Глава 10
Со «Смок он зэ воте» и начали. Причём Гутман позволил мне сыграть сольное вступление чистой гитарой, которое, как уже говорилось раньше, никакого отношения к песне не имело и являлось простой затяжкой концертного времени. Или приколом Ричи Блэкмора. Но соло молодёжи понравилось, некоторые даже похлопали, а я услышал:
— Смотри, какой у Славика в группе новый симпатичный мальчишечка. Совсем молоденький.
Я нашёл глазами говорившую.
Прямо у сцены толкались три девчонки лет семнадцати. Чуть в стороне от них кучковались ещё четверо, потом ещё. Насчитал шесть групп разновозрастных девушек, бросающих друг на друга неприязненные взгляды. Я улыбнулся своим мыслям, а те девчонки, на которых смотрел я, помахали мне руками.

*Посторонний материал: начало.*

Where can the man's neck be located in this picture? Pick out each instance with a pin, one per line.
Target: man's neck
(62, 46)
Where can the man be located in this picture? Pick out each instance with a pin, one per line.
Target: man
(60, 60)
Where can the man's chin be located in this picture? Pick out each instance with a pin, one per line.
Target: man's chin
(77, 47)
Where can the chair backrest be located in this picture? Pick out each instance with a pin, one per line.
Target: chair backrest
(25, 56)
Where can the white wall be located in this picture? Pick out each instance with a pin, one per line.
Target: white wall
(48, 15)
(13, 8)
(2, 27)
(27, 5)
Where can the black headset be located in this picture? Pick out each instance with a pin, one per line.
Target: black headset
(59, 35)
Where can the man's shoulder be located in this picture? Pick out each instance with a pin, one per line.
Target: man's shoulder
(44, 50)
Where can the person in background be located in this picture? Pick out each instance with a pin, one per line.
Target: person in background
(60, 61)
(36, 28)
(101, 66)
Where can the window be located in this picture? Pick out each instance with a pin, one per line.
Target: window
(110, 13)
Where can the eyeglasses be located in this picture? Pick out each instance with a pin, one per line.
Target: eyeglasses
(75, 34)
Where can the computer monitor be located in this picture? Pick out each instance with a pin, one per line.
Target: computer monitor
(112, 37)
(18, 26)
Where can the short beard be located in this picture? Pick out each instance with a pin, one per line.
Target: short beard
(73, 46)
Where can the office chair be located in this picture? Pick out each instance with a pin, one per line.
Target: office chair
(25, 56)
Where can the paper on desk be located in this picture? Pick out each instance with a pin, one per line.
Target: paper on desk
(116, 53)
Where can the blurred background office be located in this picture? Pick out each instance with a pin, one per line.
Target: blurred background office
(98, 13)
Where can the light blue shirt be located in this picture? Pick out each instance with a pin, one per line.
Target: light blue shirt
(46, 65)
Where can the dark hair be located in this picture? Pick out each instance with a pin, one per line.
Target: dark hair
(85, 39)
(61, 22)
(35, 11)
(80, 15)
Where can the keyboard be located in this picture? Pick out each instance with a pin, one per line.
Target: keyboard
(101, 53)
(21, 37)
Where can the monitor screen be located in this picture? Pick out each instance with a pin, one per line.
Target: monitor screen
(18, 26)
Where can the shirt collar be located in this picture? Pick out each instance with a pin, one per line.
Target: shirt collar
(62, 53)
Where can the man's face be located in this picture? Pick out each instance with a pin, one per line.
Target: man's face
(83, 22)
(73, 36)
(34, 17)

— Нафиг-нафиг, — подумал я, подыгрывая Гутману, терзающему мой «фуз» и развивающему основное вступление «Дыма». Его «Музима» через «машинку» давала более благородные звуки, чем моя акустика. Гутман расплывался в улыбке. Толпа начинала заводиться. Кое-кто начал танцевать, образовав небольшие «бублики» в центре которых никого не было. В «бублик» подходили и подходили «свои», периметр увеличивался и в конце концов Кублики' начинали соприкасаться. Возникали конфликты. Иногда — драки. А в центр круга почему-то так никто и не заходил. Я сам, когда-то так танцевал.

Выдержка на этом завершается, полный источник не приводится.